At the end of this day, I will be on the road for exactly 10 months. It’s incredible.

I am glad I keep this blog. Plus my paper journal, that gets so much more information than would (or should) ever fit into this blog.

Plus I have all the pictures of my trip, organized by date.

To give you an idea, in 2014 alone I have taken roughly 30 000 pictures, representing 190 GigaBytes of data. I will need another year off to sort all that.

Without all this, I would have a hard time memorizing all that has happened… the first stops, Brazil, Argentina, Uruguay… already seem so far away, a bit like in a haze.

I guess it is normal, as I am amassing many more memories than in my usual day-to-day work life in Brussels.

When I meet new people in a city and tell them what I am doing now, inevitably, the question Where have you been so far? pops up.

I have started to give the a short version of the itinerary: South America, Australia, New Zealand, Japan, Istanbul, Tel Aviv, Montréal…

If I give them the full detailed account, city by city, I realize how eyes get bigger and bigger… and I realize how I myself start to have a dizzy feeling in my head.

The secret to keeping it down and manageable is to live in the moment, and to go along, step by step.

I have booked the big destinations, but I have given up most of the detailed planning until I am actually there… and by then it is mostly too late to plan other big side trips. And the budget won’t allow that, away.

But by traveling with a horizon of not more than maximum two months I keep my sanity.

As an über-planning German, it is a good lesson in letting things come my way and trust that they will all work out fine, things will fall into place, sort themselves, I will find a car, a hotel, a room.

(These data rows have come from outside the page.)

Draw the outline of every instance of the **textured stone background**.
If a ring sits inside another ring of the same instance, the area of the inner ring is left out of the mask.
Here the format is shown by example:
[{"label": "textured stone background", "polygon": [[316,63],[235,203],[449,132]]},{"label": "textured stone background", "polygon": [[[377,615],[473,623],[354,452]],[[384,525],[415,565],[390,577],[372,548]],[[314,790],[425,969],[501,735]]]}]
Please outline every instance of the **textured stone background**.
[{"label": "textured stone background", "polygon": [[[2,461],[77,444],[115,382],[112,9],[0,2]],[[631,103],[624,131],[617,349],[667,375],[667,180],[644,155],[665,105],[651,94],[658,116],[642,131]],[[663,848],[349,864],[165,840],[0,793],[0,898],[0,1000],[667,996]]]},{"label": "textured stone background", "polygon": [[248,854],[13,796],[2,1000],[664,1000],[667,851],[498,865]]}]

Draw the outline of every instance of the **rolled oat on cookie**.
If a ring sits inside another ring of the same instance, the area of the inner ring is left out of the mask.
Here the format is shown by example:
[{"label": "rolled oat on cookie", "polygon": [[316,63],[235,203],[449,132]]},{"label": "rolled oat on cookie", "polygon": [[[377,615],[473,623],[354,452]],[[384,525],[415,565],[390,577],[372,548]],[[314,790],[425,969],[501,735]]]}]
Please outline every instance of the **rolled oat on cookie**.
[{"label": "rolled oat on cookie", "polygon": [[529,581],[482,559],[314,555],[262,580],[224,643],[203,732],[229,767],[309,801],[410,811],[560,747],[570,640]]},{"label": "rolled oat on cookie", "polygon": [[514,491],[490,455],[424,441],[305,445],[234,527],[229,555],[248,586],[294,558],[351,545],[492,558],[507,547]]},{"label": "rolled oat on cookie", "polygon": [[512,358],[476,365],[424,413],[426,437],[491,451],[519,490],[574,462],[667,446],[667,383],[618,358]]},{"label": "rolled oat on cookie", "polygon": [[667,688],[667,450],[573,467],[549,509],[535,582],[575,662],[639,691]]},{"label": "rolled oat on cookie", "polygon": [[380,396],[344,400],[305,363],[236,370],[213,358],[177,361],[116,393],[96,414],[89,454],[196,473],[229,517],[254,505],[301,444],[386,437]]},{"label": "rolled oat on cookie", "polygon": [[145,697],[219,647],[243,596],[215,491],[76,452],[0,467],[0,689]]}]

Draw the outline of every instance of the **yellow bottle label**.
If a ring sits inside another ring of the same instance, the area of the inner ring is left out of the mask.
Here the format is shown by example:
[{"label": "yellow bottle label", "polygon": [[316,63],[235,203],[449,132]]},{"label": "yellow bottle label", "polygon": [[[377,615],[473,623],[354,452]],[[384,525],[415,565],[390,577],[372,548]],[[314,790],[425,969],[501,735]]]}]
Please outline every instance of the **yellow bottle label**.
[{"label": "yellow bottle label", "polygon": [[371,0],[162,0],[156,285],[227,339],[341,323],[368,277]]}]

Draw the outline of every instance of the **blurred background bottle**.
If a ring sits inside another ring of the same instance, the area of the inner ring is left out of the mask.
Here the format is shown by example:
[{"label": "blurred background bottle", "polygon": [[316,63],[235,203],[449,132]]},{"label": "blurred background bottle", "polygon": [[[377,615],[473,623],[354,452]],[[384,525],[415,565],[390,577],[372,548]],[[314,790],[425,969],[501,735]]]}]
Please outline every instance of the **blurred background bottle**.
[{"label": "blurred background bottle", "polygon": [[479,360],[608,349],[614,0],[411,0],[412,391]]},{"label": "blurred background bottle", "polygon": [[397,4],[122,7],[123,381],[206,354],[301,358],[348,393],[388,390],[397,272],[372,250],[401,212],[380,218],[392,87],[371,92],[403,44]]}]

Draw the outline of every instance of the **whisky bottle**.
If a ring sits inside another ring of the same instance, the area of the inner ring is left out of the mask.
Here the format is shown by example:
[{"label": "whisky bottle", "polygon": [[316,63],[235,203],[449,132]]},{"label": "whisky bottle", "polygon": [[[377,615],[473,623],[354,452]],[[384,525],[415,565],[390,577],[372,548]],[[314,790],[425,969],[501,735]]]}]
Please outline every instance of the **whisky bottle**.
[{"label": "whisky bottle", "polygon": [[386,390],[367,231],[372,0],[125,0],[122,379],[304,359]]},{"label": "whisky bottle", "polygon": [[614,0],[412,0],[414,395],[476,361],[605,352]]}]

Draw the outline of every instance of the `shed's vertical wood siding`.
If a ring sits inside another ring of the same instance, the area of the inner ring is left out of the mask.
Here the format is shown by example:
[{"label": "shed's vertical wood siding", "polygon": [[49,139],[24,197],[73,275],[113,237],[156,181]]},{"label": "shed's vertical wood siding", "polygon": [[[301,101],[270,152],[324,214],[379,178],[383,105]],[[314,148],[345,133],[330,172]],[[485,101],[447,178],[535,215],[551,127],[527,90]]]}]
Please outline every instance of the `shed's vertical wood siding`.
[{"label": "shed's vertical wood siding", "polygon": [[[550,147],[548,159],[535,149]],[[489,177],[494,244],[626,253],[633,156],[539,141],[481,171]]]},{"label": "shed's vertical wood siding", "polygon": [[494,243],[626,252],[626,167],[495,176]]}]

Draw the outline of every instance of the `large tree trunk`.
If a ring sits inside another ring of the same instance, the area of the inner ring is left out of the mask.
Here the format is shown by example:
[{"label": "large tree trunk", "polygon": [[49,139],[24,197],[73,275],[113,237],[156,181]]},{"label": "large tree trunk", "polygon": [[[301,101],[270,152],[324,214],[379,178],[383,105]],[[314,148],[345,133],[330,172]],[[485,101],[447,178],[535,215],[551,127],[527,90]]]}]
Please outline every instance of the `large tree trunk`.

To say it with Francois Mitterrand: Il faut laisser le temps au temps.

Inevitably though: I am more than halfway through my trip. Even with the two months extension into spring 2015, undeniably, I have more behind me than ahead.

I am not yet melancholic about it, as I say, I only think two months ahead, so my horizon is Mexico. Anything behind that is on a different planet.

Am I lonely? No. Actually, the few moments of loneliness were mostly in the start of this trip. The last months were too busy to actually feel alone. I had to force myself to sit at home and read or do nothing, and not be out and about all the time.

Do I miss friends? Yes, sometimes. It does get to you that most connections you might have are a maximum of four weeks old, and by then you leave and have to start anew.

So emails and connections with home are important. They do come in, maybe a bit less than in the start, as normal – and expected – people move on with their lives, they get used to me not being there. And communication dwindles. Still I feel it is overall a good level, on average. I would not ask for more.

Some friendships re-emerged and got renewed, others seem to fall asleep or wither away. It’s all fine. It is what it is.

The challenge is, and will always be, not to expect too much, not to expect anything, and just be grateful for what is given. There’s no point in being angry over that. I’m not saying I manage this well. Just that I try to.

As for the new friendships, as short as they may have been in practical terms in each city, I am making an effort in keeping in touch, and be it only with a message through Whatsapp once a month, or through Facebook. But I really want to try to keep the people of this trip in my life, to keep a connection alive. To meet them again. One day.

On top of this, Seattle has me in a very mellow mood. Smoking pot just became legal in the state of Washington. Not that I have tried it, but the fumes are so strong on some streets, just walking behind someone can make you high.

Maybe that explains my mood: totale Antriebsschwäche, as my sister Sabine would call it: the total lack of drive.